Neurophysiologiste de l'Université Wake Forest Samuel Deadwyler ont d'abord entraîné les rats à appuyer successivement sur deux leviers différents. Les animaux ont appris à appuyer sur un levier tel qu'il leur était présenté, puis, après un certain temps, à se rappeler sur lequel ils avaient appuyé et à choisir l'autre la deuxième fois. Pendant que les rats effectuaient la tâche, deux jeux d'électrodes minuscules enregistraient l'activité de neurones individuels sur les côtés droit et gauche de l'hippocampe, une zone du cerveau qui consolide la mémoire à court terme en traitant les informations lors de leur passage à travers plusieurs couches. Un ensemble de 16 électrodes - huit à droite, huit à gauche - surveillait les signaux envoyés par les neurones dans une zone de l'hippocampe appelée couche CA3, et 16 autres surveillaient les signaux traités reçus par les neurones de la couche CA1.
Ensemble avec Théodore Berger , ingénieur biomédical et neuroscientifique à l'Université de Californie du Sud, Deadwyler a caractérisé le schéma d'activité neuronale associé à une réponse correcte, le schéma indiquant la formation d'une solide mémoire à court terme. Les chercheurs ont stimulé les nerfs de la même manière et ont retesté les rats. Cette fois, les animaux ont fait moins d'erreurs et ont pu se rappeler sur quel levier appuyer même après des délais plus longs. Lorsque les chercheurs sont allés plus loin, en empêchant la formation de mémoire avec un médicament bloquant les nerfs, ils ont découvert que les rats pouvaient toujours se rappeler sur quel levier appuyer s'ils étaient stimulés par le modèle d'impulsion neurale.

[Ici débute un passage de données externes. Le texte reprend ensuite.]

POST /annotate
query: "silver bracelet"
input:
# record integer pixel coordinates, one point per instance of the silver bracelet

C'est une démonstration passionnante des capacités que nous avons maintenant, non seulement de lire l'activité neuronale du cerveau, mais aussi de la manipuler, dit Charles Wilson , neuroscientifique et professeur émérite à l'Université de Californie à Los Angeles, qui n'a pas participé à la recherche. Espérons que cela pourrait être cliniquement utile à l'avenir.

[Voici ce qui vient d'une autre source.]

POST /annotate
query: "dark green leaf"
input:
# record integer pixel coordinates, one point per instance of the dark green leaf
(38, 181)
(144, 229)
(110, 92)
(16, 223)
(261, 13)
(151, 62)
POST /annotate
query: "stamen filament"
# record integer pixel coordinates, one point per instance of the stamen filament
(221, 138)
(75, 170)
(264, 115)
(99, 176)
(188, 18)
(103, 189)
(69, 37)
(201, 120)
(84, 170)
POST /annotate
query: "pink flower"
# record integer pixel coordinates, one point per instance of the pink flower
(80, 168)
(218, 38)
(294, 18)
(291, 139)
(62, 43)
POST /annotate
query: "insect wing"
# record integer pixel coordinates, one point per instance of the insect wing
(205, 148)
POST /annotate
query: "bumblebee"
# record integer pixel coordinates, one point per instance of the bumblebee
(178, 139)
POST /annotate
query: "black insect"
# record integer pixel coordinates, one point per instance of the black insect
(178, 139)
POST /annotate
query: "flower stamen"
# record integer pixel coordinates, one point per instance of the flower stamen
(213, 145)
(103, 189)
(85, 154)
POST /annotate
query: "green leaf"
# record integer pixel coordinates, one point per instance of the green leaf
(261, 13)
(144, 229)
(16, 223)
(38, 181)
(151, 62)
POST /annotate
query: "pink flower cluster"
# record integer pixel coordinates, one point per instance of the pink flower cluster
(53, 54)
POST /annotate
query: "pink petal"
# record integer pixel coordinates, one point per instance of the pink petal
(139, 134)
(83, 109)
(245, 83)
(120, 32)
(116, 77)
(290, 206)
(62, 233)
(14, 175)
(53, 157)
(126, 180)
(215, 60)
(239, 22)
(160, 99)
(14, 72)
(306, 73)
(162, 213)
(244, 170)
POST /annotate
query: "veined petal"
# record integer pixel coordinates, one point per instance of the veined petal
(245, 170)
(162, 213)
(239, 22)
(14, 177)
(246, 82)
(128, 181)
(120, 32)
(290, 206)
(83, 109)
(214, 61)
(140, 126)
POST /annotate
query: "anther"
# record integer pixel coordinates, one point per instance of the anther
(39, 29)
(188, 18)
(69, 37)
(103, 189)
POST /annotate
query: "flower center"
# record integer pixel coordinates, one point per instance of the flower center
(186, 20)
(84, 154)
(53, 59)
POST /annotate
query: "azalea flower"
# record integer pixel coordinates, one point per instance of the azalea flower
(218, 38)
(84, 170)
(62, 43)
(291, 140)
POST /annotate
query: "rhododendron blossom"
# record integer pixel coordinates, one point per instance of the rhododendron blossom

Une partie du défi de la création de la prothèse consistait à développer un dispositif qui serait en fin de compte capable d'aider au rappel de nombreux types de souvenirs. Cela nécessitait d'apprendre à reproduire les activités de l'hippocampe. Plutôt que de stocker des souvenirs spécifiques, l'hippocampe les transmet à la mémoire à long terme du cerveau, les traduisant sous une forme que la mémoire à long terme est capable de stocker. De même, l'algorithme ne stocke pas d'exemples spécifiques - comment se brosser les dents, comment rentrer chez soi - mais crée à la place un ensemble de règles similaires à celles qu'un programme de reconnaissance vocale pourrait utiliser pour traduire une langue dans une autre. Nous n'essayons pas de comprendre la langue, dit Berger. Au contraire, sur la base de ce que nous entendons, pouvons-nous traduire quelque chose du russe au chinois sans connaître l'un ou l'autre ?

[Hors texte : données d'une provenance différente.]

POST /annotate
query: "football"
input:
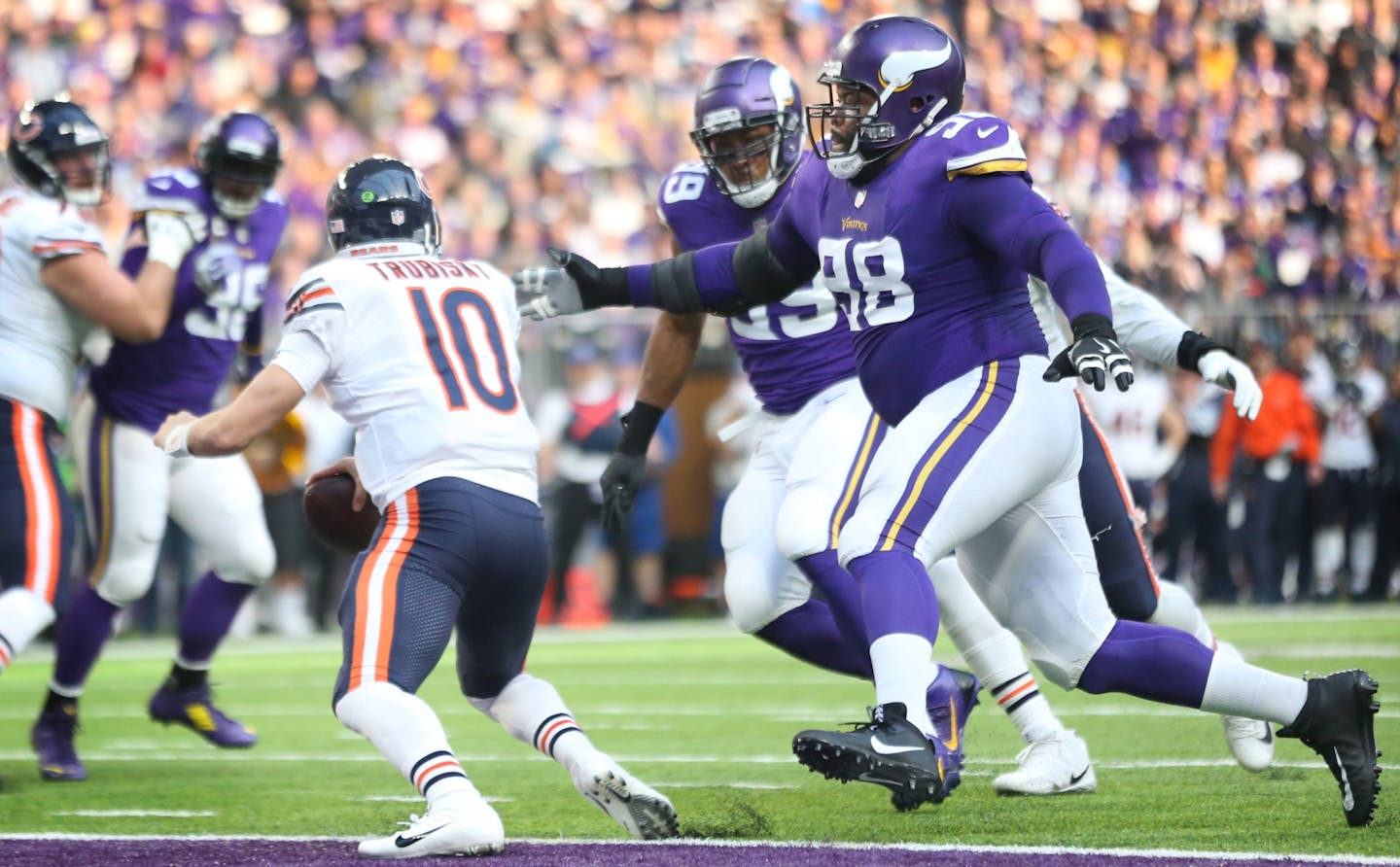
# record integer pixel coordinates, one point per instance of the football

Berger et Deadwyler s'efforcent maintenant d'augmenter le nombre de neurones qu'ils peuvent surveiller et de déplacer leurs recherches sur les primates non humains, prochaines étapes du long voyage vers le développement d'un implant humain. Nous avons déjà la technologie et la capacité d'enregistrer et de stimuler un seul neurone chez l'homme ; les ingrédients sont déjà là, dit Wilson. Et le fait que cela puisse être fait chez les animaux me suggère qu'une chose similaire pourrait être faite chez les humains.